7 Mudra curativi per il bilanciamento dei chakra: i mudra possono riequilibrare il sistema energetico dei chakra lungo la colonna vertebrale, dal Muladhara al Sahasrara. Per bilanciare i chakra, bilanciamo l'elemento nel corpo eseguendo il mudra corrispondente. Ecco sette mudra che supportano la guarigione e l'allineamento dei chakra:
- Prithvi Mudra per Muladhara (chakra della radice) - favorisce radicamento, stabilità e forza interiore. Unisci l'anulare con il pollice.
- Varun Mudra per Svadhishthana (chakra sacrale) - aumenta il contenuto di acqua nel corpo e idratare i tessuti. Unisci la punta del mignolo con quella del pollice.
- Agni Mudra per Manipura (chakra del plesso solare) - stimola digestion e fuoco digestivo, accende la luce interiore. Piega l'anulare e appoggia la base del pollice sull’anulare.
- Vayu Mudra per Anahata (chakra del cuore) - bilancia l'elemento aria, può calmare l'iperattività mentale e alleviare tensioni fisiche. Incrocia il pollice sulla punta dell'indice.
- Akash Mudra per Vishuddha (chakra della gola) - espande lo spazio nel sistema dei chakra, potenzia intuizione e chiarezza.
- Hakinimudra per Ajna (terzo occhio) - dirige il prana verso la mente cosciente e può migliorare la concentrazione e la creatività. Unisci le punte delle dita al centro del corpo.
- Dhyana Mudra per Sahasrara (chakra della corona) - mudra di meditazione che favorisce la pace interiore e l’unione mentale durante la pratica prolungata.
Oltre ai mudra specifici, esistono altre varianti e pratiche con significati simili, come Ushas Mudra per la concentrazione durante la meditazione o Kalesvara Mudra in contesto yogico avanzato. La pratica regolare dei mudra può migliorare la concentrazione, bilanciare le energie e sostenere un benessere olistico. Si dice che esistano circa 400 mudra conosciuti nelle tradizioni spirituali, ciascuno con simbolismo e scopo specifici. Per iniziare, è consigliabile praticare mudra a stomaco vuoto la mattina o durante momenti di quiete, e ricordare che si può usare una sola mano per iniziare e aumentare gradualmente la durata nel tempo.

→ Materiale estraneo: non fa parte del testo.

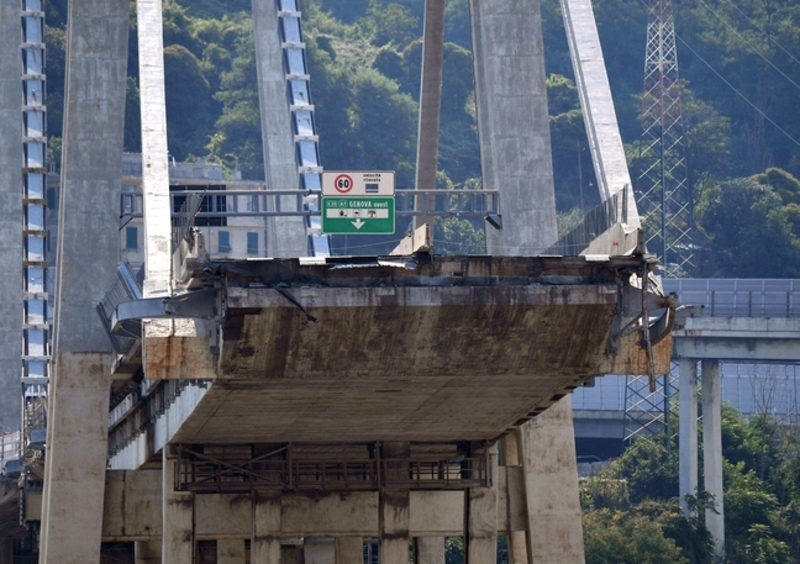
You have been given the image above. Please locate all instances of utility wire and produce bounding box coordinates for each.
[676,34,800,151]
[698,0,800,90]
[640,0,800,147]
[726,0,800,69]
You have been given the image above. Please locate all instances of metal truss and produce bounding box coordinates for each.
[175,446,492,493]
[637,0,694,277]
[623,362,678,445]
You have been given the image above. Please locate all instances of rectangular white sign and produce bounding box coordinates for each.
[322,170,394,197]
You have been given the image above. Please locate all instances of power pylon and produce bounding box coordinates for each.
[637,0,693,276]
[624,0,693,443]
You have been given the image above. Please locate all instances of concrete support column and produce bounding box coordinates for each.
[303,537,336,564]
[416,537,444,564]
[0,539,14,564]
[678,358,697,517]
[378,489,410,564]
[252,0,308,257]
[470,0,558,256]
[217,539,247,564]
[414,0,444,229]
[335,537,364,564]
[136,0,172,297]
[464,447,497,564]
[519,396,584,564]
[250,491,281,564]
[503,438,528,564]
[702,360,725,557]
[134,541,161,564]
[39,0,130,564]
[161,445,195,564]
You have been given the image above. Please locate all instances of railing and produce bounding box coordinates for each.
[120,190,499,221]
[175,448,491,493]
[0,431,21,474]
[544,190,628,256]
[664,279,800,317]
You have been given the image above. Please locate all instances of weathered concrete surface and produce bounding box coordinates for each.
[161,447,193,564]
[673,317,800,362]
[464,448,498,564]
[103,466,527,542]
[164,257,656,443]
[335,537,362,564]
[0,2,24,433]
[39,352,112,564]
[470,0,558,256]
[701,360,725,560]
[39,0,130,564]
[378,489,410,564]
[253,0,308,257]
[414,0,445,228]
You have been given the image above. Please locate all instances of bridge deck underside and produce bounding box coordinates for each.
[167,256,632,443]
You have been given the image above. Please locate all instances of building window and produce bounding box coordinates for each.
[125,227,139,249]
[247,231,258,255]
[217,231,231,253]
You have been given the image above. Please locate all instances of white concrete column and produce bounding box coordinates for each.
[134,541,161,564]
[252,0,308,257]
[464,447,497,564]
[39,1,130,564]
[217,539,247,564]
[503,431,528,564]
[136,0,172,298]
[519,395,584,564]
[0,2,24,433]
[255,491,281,564]
[678,358,697,517]
[161,445,195,564]
[470,0,558,256]
[378,489,410,564]
[335,537,364,564]
[414,0,444,229]
[702,360,725,557]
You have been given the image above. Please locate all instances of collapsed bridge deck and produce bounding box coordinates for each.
[134,255,668,444]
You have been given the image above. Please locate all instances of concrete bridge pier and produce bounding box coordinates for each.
[39,0,129,564]
[470,0,584,564]
[679,358,725,557]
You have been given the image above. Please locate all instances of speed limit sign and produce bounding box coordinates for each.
[333,174,353,194]
[322,170,394,198]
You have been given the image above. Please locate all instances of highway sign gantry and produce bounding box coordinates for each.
[322,196,395,235]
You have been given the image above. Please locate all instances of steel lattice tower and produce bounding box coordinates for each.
[637,0,693,276]
[625,0,693,442]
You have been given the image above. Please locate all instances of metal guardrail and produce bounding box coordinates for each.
[664,279,800,317]
[0,431,22,474]
[120,186,499,219]
[544,190,628,256]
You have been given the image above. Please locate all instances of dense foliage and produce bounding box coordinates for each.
[581,406,800,564]
[46,0,800,277]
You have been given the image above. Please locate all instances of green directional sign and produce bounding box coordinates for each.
[322,196,394,235]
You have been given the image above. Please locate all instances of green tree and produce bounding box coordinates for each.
[164,45,214,160]
[697,174,800,278]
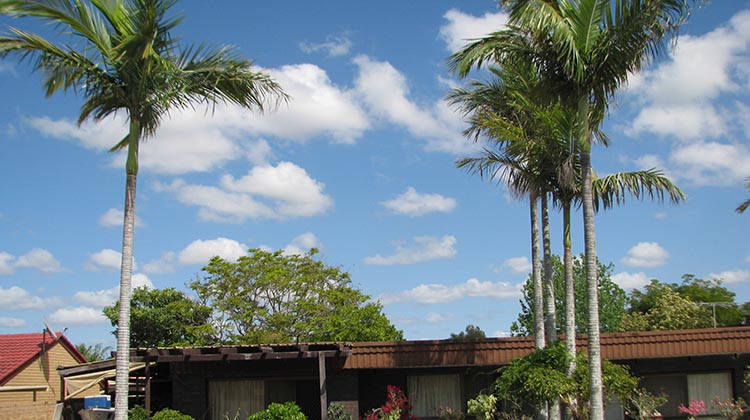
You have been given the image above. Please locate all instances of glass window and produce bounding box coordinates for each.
[406,375,461,417]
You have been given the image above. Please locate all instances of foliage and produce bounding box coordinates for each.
[510,255,626,335]
[327,402,353,420]
[190,249,403,343]
[495,342,638,419]
[711,398,750,420]
[625,388,667,420]
[363,385,419,420]
[247,401,307,420]
[104,287,212,347]
[76,343,112,363]
[466,393,497,420]
[451,324,487,340]
[677,400,708,420]
[151,408,195,420]
[128,405,149,420]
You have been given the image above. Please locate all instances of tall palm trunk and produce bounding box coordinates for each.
[562,199,576,420]
[542,192,557,345]
[529,189,545,349]
[115,120,141,420]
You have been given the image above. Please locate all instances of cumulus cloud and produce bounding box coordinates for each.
[626,10,750,185]
[0,286,61,311]
[612,271,649,290]
[99,208,143,228]
[379,279,521,305]
[0,248,64,275]
[364,235,456,265]
[155,162,333,223]
[621,242,669,267]
[708,270,750,283]
[503,257,531,274]
[299,35,352,57]
[0,316,26,328]
[177,238,248,265]
[49,307,109,326]
[380,187,456,216]
[354,55,478,154]
[440,9,508,52]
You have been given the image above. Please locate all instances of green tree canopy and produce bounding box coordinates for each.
[104,287,213,347]
[190,249,403,343]
[451,324,487,340]
[510,255,626,335]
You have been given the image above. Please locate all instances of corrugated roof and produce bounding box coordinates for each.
[344,327,750,369]
[0,332,85,385]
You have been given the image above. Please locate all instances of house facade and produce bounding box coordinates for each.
[0,330,86,420]
[60,327,750,420]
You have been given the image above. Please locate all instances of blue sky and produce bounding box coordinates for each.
[0,0,750,346]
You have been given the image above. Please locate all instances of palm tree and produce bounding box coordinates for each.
[0,0,286,420]
[735,176,750,214]
[452,0,692,420]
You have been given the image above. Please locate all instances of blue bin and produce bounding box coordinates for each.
[83,395,112,410]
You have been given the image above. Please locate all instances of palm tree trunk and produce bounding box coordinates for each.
[115,120,140,420]
[542,192,557,346]
[529,190,545,349]
[562,200,576,420]
[581,150,604,420]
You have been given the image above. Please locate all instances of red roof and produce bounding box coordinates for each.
[0,332,86,385]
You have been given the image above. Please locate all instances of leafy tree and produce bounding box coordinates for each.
[510,256,626,335]
[76,343,112,363]
[104,287,213,348]
[451,324,487,340]
[0,0,284,420]
[190,249,403,343]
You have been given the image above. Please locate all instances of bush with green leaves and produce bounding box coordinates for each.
[247,401,307,420]
[151,408,195,420]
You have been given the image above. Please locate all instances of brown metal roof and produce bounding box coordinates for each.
[344,327,750,369]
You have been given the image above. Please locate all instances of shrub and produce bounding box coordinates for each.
[151,408,195,420]
[247,401,307,420]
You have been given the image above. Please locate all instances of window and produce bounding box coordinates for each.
[406,375,461,417]
[208,380,265,420]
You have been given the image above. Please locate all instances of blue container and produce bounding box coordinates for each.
[83,395,112,410]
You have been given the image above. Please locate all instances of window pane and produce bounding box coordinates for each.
[208,380,265,420]
[407,375,461,417]
[688,372,732,414]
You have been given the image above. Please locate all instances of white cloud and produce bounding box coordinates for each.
[177,238,248,265]
[99,208,143,228]
[0,286,61,311]
[708,270,750,284]
[83,248,138,271]
[284,232,320,255]
[440,9,508,52]
[142,251,177,274]
[299,35,352,57]
[156,162,333,223]
[621,242,669,267]
[15,248,63,274]
[364,235,456,265]
[503,257,531,274]
[49,307,109,327]
[380,187,456,216]
[612,271,649,290]
[379,279,521,305]
[0,316,26,328]
[354,55,477,154]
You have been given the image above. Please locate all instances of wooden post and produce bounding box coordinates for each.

Storia e origini dei mudra
Le mudra hanno le loro radici nelle antiche tradizioni spirituali dell’India e del buddismo. Vengono menzionate in testi sacri come i Veda e gli Upanishad, dove sono descritte come strumenti per canalizzare l’energia e connettersi con il divino. Da allora, sono state utilizzate nella meditazione, nello yoga e nelle pratiche di guarigione, spesso combinate con mantra. Appaiono anche nell’induismo e nel buddismo, non solo nella pratica spirituale, ma anche nell’arte e nell’iconografia. Oltre all’India, l’uso dei gesti con le mani per influenzare la mente e il corpo è stato trovato anche in altre culture antiche, come quella cinese e quella egiziana. Oggi i mudra continuano a essere uno strumento essenziale nella pratica dello yoga e della meditazione.
Quando praticare i mudra?
I mudra dovrebbero far parte della routine yoga una volta raggiunto un certo dominio delle asana e dei pranayama, quando i blocchi principali della circolazione del prana sono stati ridotti. La connessione tra dita ed elementi è una chiave:Pollice → Fuoco, Indice → Aria, medio → Spazio, Anulare → Terra, Mignolo → Acqua. La pratica regolare, anche di breve durata, può riallineare l’energia e migliorare la concentrazione e la calma. Alcuni suggerimenti includono praticareMudra in momenti diversi della giornata, come al mattino per energizzare o durante il giorno per rilassare. La costanza è la chiave: con pratica costante, si può mantenere un mudra per 30-45 minuti dopo mesi di dedizione.